Tales programas, si fueran ofrecidos a los estudiantes durante su carrera de derecho, involucrarían la cooperación entre otras facultades, lo que ampliaría el abanico de conocimientos que tradicionalmente se ofrece en los cursos de leyes dentro de una universidad. Esto podría ayudar también para que escuelas de posgrado, en las que los estudiantes podrían especializarse en leyes, también participen en programas ofrecidos por otros departamentos.

Todo esto sugiere que la actual uniformidad de las principales escuelas de derecho en su estructura y propósito es inútil. Se ha asumido que una buena escuela de leyes es la que más estudiantes gradúa, pero sabemos que muchos de estos abogados graduados están huecos por dentro. Es un error pensar que los abogados están bien capacitados porque se saben de memoria los códigos, cuando la realidad es que no tienen ideas para aportar en la solución de los problemas que afectan al país.

Cualquier autocrítica de nuestra sociedad debe iniciar por hacer la distinción entre juicio legal y examen moral.

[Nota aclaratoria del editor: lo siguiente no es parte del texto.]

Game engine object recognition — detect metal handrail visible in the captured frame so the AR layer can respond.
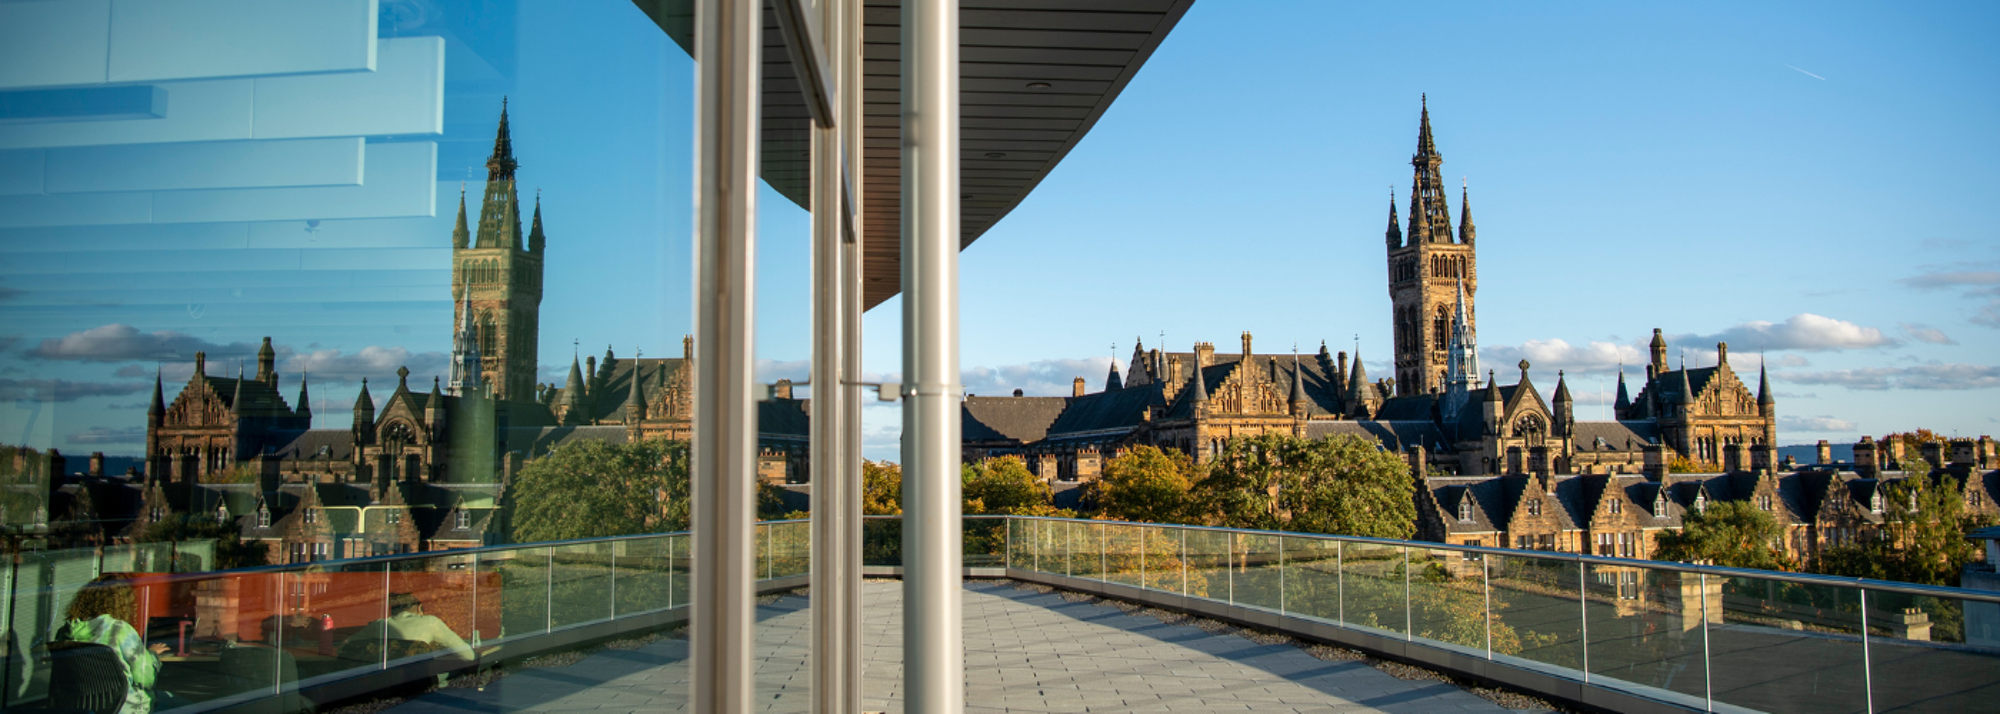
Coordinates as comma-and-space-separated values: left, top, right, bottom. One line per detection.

Y sería interesante saber, por ejemplo, si los diputados abogados son más legalistas, porque ejercen su profesión las 24 horas al día, si esta práctica es común en otros países, si existen profesionales de otras profesiones que exigen igual trato, si los casos que ventilan serán del ámbito público, si los honorarios cobrados serán colgados en la página web de la Asamblea o si los manejarán con la misma privacidad con que administran sus planillas secretas.

Al permitirse el ejercicio del derecho mientras ocupa el cargo de diputado, se abre una caja de Pandora con consecuencias que nadie ha evaluado. Y con ello otro montón de preguntas: ¿cobrarán su sueldo completo de diputados mientras tengan licencia para litigar como abogados y si defenderán a sus clientes con las mismas artimañas que usan en el pleno para exonerarse de las infracciones que cometen? Estas son preguntas difíciles que se encuentran en la intersección del derecho y la justicia, de la historia y la filosofía, de la teoría y la práctica, de lo legal y lo moral.

A pesar de que los diputados tienen potestad constitucional para otorgarse esta licencia, insistimos en que el hecho que se distancien de sus funciones medulares, especialmente en estos momentos en que carecen de credibilidad, es un caso prometedor para que estudiantes y profesores de las escuelas de derecho investiguen sobre su conveniencia, de cara a que estos diputados han inventado una nueva rama del derecho, llamada Sociología Económica Jurídica, que estudia sobre las múltiples alternativas que tienen los diputados abogados para aumentar sus ingresos. No podemos esperar para conocer la opinión ilustrada de quienes logren examinar a conciencia este tema tan escabroso.